Hi! I am trying to do a submission of whisper medium model just to check the submission process and get an initial idea of metrics. I get “timed out after running for too long“, and i just wanted to confirm that that original model is indeed too slow for the challenge, or there is something else up with my submission. I essentially copied the parakeet example and replaced the model. Everything is running on cuda and batch size is 16. Any info would be helpful, thank you!!!
Try increasing the batch-size or the model latency is not small enough.

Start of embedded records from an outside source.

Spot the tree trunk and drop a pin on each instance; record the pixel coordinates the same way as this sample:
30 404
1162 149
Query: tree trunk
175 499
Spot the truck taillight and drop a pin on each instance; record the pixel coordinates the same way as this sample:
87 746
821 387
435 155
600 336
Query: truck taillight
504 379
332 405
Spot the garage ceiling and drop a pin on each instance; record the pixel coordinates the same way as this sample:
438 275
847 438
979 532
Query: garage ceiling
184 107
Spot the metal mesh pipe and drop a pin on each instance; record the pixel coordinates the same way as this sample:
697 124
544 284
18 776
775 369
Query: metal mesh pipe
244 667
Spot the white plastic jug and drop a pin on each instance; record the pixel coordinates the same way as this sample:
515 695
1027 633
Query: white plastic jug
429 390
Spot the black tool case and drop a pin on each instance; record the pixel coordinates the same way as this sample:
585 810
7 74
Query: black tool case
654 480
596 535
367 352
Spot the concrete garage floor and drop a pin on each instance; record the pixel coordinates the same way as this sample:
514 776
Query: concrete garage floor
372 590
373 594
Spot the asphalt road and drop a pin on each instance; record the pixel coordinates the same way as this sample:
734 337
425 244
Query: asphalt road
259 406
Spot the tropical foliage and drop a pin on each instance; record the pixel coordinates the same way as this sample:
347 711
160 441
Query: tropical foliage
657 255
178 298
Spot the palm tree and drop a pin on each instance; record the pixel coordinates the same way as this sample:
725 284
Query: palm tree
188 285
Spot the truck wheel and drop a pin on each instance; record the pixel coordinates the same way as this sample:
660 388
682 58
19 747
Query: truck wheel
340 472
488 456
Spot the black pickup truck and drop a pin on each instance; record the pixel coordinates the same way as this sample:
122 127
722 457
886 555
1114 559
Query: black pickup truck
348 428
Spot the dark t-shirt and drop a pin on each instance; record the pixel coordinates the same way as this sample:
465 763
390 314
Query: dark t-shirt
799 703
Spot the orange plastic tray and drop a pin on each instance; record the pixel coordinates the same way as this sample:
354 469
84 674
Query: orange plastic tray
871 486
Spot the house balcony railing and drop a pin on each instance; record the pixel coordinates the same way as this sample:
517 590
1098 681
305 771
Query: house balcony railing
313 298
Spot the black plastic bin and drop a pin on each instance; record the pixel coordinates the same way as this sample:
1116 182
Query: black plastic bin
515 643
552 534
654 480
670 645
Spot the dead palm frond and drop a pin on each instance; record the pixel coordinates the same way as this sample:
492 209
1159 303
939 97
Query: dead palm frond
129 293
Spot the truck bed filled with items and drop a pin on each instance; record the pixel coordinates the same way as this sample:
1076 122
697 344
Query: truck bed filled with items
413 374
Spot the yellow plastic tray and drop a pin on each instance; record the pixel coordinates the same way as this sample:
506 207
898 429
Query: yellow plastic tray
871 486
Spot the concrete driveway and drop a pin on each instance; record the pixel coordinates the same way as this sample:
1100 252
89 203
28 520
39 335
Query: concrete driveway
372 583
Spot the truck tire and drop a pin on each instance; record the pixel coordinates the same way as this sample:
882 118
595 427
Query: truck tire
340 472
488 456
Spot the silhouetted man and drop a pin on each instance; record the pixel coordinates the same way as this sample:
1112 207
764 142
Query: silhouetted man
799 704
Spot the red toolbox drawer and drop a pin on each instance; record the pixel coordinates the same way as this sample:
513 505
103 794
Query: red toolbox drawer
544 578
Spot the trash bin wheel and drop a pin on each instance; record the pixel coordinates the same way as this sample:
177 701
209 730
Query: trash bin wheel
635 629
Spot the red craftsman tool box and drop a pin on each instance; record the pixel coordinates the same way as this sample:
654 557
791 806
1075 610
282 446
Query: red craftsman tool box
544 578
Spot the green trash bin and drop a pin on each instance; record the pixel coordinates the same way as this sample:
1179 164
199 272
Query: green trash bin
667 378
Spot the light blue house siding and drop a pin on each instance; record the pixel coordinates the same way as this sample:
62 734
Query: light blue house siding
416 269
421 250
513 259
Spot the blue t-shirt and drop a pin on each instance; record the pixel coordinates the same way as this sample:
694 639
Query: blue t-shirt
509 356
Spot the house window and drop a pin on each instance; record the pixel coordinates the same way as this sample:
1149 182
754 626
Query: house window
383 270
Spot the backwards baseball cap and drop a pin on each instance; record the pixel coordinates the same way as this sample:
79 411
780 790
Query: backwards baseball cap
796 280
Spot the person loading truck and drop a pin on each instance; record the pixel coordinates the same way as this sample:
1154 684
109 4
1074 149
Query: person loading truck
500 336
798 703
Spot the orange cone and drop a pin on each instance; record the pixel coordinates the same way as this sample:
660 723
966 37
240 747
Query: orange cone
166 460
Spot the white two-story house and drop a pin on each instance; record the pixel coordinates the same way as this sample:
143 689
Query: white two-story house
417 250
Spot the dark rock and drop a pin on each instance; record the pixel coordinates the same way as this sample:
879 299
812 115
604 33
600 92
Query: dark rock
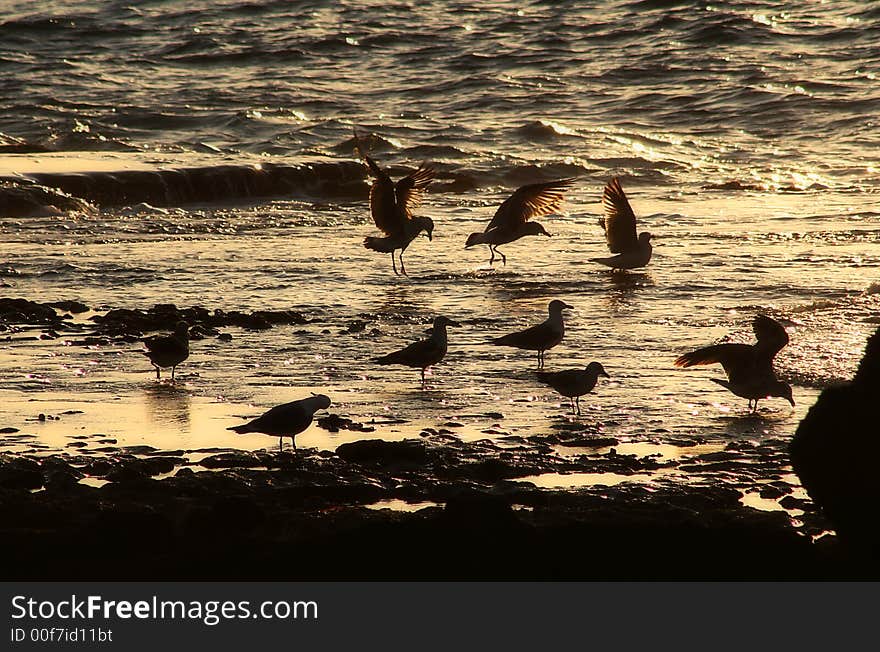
335 423
384 453
20 473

@apatakis Thanks for your question! It sounds like the model and current hyperparameters are likely too large/slow for the runtime constraints. We encourage you to experiment with various techniques to reduce inference time, such as faster model variants, more efficient batching and chunking strategies, and decoding settings. Good luck!

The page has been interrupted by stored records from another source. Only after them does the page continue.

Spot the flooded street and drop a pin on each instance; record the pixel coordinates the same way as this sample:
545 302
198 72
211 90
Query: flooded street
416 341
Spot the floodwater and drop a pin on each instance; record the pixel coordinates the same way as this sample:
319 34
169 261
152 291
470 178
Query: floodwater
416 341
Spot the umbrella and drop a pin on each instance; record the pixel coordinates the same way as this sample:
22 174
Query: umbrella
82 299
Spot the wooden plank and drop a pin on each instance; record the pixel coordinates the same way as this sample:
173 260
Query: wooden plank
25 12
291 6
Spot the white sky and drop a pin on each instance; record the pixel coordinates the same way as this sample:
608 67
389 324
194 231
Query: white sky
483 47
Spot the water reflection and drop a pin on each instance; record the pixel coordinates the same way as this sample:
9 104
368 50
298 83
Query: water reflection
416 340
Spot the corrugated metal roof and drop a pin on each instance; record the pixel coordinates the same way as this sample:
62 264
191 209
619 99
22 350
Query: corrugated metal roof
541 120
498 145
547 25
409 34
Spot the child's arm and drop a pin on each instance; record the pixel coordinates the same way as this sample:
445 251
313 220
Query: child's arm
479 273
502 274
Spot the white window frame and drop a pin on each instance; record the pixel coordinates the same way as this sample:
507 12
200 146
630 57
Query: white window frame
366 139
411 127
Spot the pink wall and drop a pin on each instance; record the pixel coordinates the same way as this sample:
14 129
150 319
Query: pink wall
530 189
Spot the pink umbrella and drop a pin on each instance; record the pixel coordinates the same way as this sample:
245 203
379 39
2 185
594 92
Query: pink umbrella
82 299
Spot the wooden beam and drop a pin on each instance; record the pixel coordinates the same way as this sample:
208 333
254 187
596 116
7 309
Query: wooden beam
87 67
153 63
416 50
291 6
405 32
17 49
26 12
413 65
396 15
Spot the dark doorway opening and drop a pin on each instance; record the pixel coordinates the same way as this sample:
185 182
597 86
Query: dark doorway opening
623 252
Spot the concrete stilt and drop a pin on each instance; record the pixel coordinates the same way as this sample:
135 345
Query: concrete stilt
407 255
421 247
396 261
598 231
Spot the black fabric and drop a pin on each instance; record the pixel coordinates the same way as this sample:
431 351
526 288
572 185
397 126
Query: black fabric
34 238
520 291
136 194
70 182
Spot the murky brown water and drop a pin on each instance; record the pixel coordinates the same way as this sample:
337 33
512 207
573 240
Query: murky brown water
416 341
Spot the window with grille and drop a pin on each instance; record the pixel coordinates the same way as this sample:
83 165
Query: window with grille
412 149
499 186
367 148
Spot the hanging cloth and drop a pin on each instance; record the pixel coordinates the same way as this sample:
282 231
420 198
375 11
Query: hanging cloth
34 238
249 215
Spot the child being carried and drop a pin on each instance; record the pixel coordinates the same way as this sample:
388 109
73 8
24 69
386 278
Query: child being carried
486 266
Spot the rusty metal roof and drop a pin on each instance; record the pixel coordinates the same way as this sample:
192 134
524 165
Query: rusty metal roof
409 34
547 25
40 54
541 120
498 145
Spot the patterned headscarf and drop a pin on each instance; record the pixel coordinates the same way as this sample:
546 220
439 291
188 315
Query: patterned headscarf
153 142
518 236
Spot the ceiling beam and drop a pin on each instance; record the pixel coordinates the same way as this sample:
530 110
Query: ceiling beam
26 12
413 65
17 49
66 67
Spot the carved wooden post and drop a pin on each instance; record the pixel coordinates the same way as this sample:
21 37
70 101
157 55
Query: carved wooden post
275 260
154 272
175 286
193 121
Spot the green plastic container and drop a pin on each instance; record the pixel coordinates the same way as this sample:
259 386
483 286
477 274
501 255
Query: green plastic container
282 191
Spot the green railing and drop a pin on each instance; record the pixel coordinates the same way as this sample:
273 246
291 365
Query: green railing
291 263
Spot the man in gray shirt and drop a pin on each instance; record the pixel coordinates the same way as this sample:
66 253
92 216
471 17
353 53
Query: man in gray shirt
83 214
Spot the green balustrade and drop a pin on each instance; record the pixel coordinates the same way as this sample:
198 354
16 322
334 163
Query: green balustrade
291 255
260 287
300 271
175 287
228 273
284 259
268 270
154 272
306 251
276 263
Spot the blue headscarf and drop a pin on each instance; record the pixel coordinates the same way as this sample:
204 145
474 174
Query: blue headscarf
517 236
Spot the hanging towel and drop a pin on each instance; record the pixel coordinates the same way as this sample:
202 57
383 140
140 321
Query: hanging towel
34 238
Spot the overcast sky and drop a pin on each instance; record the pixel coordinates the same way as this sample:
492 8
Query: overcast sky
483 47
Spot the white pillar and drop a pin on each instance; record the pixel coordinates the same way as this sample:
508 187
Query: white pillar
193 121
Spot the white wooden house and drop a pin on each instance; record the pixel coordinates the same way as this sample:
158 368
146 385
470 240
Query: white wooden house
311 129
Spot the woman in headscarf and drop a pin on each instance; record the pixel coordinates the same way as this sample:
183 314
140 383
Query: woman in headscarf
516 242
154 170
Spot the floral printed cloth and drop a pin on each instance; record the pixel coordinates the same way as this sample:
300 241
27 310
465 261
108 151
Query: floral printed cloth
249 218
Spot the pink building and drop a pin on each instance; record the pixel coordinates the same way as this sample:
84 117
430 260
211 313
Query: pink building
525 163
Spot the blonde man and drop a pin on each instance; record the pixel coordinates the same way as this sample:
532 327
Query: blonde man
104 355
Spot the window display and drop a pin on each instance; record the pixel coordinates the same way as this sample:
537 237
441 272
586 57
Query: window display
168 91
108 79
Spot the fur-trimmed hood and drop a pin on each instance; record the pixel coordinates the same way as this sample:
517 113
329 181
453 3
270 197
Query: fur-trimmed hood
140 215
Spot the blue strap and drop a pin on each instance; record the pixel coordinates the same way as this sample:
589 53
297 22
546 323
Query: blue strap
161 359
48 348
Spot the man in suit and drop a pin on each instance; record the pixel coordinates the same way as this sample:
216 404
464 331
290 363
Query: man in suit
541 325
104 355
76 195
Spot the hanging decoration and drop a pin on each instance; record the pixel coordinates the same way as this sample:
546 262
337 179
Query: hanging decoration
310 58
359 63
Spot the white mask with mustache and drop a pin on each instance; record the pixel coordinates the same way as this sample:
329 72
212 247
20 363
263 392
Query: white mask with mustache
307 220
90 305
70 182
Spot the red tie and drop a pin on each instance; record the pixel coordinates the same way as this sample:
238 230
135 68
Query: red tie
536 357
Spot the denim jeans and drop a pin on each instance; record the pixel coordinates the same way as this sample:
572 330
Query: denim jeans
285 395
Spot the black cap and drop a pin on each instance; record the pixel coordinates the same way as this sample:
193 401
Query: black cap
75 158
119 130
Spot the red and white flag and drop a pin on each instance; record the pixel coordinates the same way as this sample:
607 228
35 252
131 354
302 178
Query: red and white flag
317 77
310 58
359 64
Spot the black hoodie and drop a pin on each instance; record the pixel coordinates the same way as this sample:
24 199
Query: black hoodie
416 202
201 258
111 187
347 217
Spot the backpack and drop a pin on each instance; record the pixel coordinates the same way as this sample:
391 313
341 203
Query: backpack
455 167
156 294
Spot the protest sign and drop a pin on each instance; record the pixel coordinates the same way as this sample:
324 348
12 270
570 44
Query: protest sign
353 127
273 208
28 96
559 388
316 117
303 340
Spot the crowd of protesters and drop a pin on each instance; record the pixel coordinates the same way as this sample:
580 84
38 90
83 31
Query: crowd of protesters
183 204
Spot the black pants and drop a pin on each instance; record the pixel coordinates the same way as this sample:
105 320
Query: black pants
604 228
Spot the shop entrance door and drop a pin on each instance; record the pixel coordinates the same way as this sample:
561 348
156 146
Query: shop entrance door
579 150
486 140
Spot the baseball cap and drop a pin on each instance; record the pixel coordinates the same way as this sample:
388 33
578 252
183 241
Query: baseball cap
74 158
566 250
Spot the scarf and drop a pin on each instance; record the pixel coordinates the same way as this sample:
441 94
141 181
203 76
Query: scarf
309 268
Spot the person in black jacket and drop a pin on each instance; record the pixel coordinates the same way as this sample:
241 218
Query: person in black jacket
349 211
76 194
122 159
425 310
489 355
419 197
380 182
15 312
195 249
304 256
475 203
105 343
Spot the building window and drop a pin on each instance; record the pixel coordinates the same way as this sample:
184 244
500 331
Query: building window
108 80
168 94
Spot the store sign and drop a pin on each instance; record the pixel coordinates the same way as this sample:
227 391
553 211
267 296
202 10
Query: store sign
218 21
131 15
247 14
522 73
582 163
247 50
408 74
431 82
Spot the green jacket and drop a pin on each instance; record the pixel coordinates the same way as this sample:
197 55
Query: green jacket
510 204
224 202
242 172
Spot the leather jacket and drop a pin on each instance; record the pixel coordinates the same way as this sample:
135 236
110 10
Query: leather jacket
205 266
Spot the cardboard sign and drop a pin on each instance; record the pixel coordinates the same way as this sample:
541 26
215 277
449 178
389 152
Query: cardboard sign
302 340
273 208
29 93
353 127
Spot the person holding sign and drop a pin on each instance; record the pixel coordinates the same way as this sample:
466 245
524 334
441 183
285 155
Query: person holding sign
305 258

My submissions 305009, 305010 generated final output but didn’t go through scoring. Could you check if there were no issues on your end?
@cszc any help? the submission gets timed out. could you check if there’s any issue on your end?

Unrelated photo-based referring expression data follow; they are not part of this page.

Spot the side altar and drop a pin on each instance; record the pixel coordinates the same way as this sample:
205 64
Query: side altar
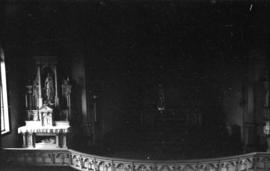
47 111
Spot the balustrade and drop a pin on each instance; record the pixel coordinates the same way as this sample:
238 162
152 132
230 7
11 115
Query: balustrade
81 161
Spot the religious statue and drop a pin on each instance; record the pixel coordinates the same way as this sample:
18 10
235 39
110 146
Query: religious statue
35 93
161 101
49 89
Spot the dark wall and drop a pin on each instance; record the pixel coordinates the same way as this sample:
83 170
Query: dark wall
16 78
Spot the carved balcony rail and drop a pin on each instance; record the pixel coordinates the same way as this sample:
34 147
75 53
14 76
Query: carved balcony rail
248 162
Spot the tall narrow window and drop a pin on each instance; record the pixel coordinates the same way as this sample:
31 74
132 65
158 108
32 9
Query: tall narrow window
3 92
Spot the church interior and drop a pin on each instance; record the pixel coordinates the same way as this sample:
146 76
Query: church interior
135 81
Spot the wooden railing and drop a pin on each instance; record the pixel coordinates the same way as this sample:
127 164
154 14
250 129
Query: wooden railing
86 162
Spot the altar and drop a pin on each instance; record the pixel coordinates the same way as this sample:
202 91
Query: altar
48 109
58 132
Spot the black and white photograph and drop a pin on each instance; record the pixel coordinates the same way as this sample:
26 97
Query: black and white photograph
135 85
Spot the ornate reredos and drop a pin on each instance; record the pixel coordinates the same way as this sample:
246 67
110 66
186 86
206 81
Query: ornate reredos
45 89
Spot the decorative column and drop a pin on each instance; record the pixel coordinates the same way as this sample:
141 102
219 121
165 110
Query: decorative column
39 84
266 128
55 82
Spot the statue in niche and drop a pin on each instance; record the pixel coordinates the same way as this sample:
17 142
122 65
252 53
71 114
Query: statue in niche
49 89
161 102
66 90
35 93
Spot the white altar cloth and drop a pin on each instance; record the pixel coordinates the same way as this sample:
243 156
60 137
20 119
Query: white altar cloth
44 129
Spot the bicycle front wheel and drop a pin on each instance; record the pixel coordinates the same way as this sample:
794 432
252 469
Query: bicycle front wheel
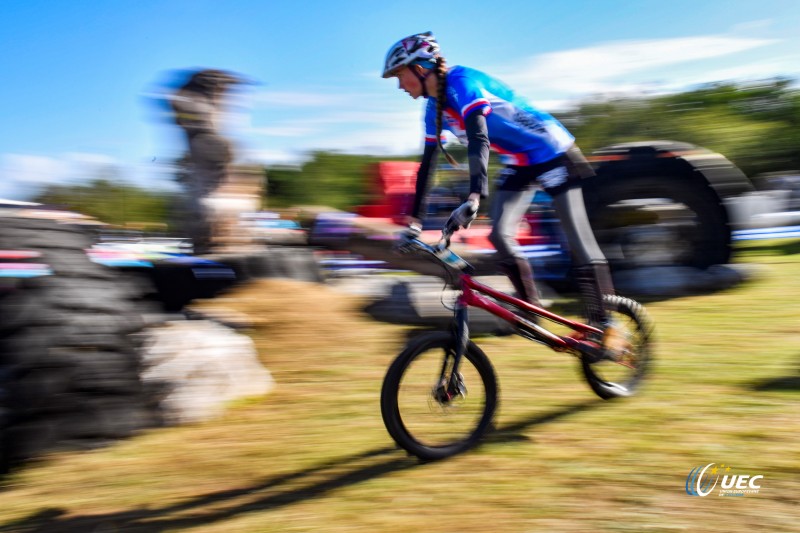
429 410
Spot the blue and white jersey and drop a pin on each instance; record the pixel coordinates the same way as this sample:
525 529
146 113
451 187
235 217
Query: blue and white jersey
520 133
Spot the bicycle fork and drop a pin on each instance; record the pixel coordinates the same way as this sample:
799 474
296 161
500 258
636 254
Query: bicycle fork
452 387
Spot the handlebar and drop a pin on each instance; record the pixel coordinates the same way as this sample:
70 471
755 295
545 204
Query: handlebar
441 250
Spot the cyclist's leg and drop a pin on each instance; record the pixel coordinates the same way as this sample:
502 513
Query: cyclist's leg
591 267
591 271
507 209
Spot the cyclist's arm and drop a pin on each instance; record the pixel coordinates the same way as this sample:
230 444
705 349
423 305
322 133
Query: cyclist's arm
429 158
478 154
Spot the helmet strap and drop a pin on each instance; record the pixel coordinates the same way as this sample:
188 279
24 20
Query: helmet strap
422 80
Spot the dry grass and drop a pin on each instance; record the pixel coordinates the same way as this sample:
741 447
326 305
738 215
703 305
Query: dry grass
314 456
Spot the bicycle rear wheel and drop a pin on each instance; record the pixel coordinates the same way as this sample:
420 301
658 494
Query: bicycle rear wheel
619 375
434 414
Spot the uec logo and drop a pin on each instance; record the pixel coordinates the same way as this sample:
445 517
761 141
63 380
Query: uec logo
698 484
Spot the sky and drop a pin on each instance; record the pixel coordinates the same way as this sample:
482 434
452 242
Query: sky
80 79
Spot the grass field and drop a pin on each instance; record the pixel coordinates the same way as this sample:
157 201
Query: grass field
313 455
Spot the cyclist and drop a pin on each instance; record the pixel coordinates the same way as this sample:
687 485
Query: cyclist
485 113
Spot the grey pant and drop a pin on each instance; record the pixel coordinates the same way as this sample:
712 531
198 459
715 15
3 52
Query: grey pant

hi thanks for replying! After increasing the batch size a lot, and restricting the max generated tokens, was able to perform the transcription in ~1h.
@oknaitik today mine went though with no issue. I had a smoke test submission some days ago that failed at scoring
Hi @oknaitik - I checked our logs and don’t see any issues on our end. However, your logs indicate that inference is running slightly over the 5-minute smoke test limit.
I’d recommend experimenting with the ways mentioned above to improve inference efficiency and bring it under the limit.